Considered in the abstract, this restriction might seem to promote platform neutrality; however, self-preferencing is a common business practice that often benefits consumers. Supermarkets, drugstores, and retailers self-preference their products. Despite the recognized benefits of the practice, AICOA presumes that it is a transgression when engaged in by Big Tech.

Moreover, AICOA’s emphasis on enforcing platform openness for the benefit of consumers ignores the fact that having a wide range of choices is not the only factor that matters to consumers. Indeed, consumers do not always want maximal choice. According to an article from the Cato Institute, “[c]ustomers seek out a bundle of services that provide the best user experience. This might include accessing a diverse choice of products, yes. But consumers want a responsive platform without glitches, trusted payment and review systems, accurate searches, speedy access to useful information, and in some cases, privacy protections.” For example, although Amazon accepts fewer new sellers than eBay, Amazon can offer consumers a “bundle” of convenient services such as a streamlined payment method and Amazon delivery.

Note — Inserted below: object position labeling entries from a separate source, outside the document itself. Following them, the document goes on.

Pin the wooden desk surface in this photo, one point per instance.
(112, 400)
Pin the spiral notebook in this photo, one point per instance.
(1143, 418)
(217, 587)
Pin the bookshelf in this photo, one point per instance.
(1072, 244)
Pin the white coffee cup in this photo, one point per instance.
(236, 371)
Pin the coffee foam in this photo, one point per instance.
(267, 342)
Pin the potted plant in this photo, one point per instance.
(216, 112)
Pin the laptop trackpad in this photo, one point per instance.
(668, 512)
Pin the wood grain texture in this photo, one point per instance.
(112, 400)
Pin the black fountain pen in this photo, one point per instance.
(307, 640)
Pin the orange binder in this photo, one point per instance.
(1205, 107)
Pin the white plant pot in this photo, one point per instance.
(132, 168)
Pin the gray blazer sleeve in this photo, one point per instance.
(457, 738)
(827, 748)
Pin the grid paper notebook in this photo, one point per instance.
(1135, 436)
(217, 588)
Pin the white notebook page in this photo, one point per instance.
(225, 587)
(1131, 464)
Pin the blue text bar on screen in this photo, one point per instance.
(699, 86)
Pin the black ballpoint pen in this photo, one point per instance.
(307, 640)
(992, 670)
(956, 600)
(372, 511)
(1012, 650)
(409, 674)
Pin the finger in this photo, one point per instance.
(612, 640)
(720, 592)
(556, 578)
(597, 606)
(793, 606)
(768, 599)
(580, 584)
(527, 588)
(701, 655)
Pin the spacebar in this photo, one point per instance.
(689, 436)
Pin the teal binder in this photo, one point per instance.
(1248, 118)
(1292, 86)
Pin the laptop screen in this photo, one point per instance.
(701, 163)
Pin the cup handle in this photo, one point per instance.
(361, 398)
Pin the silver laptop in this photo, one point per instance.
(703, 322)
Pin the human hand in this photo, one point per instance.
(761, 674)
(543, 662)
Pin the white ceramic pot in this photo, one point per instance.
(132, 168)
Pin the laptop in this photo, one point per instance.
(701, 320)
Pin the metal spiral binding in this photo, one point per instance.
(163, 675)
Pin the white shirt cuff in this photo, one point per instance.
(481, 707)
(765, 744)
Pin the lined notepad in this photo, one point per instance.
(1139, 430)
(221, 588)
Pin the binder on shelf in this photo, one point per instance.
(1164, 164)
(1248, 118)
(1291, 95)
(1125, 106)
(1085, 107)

Regulations that force platforms to become more inclusive can also sacrifice security and stability. Many consumers rely on platforms like Amazon, the App Store, and Google Play to vet third-party sellers or app developers. One of the benefits of Amazon is its secure payment system, which centralizes payments and keeps user data from potentially unreliable third-parties. AICOA could force Amazon to share sensitive billing information with less secure third-party sellers. Furthermore, platforms such as the App Store and Google Play have become popular to no small extent because of their intensive vetting processes. Although these platforms do not offer as much variety as their rivals might, consumers benefit from the knowledge that the apps they download are, in the vast majority of cases, malware-free.

Perhaps most worryingly, AICOA would hold back innovation. Since 2022, the pace of advancement in America’s digital economy has only accelerated. Thus far, the U.S.’s relatively uncluttered digital regulatory environment has allowed American tech firms to innovate much faster than their European counterparts. The advocates of AICOA seek to replace this environment of relative freedom with restrictive legislation of the sort found in Europe, exposing U.S. firms to the same pitfalls that plague the small and largely insignificant European tech sector.

AICOA is an example of poorly crafted legislation that has no business being re-introduced in Congress. Policy makers should reject the dogma that big business is inherently bad, that many of their business decisions—no matter how routine in other contexts—should be the object of a regulatory crackdown. Instead, they should recognize the unique benefits that large firms offer to their customers and re-align antitrust policy goals with the interests of consumers.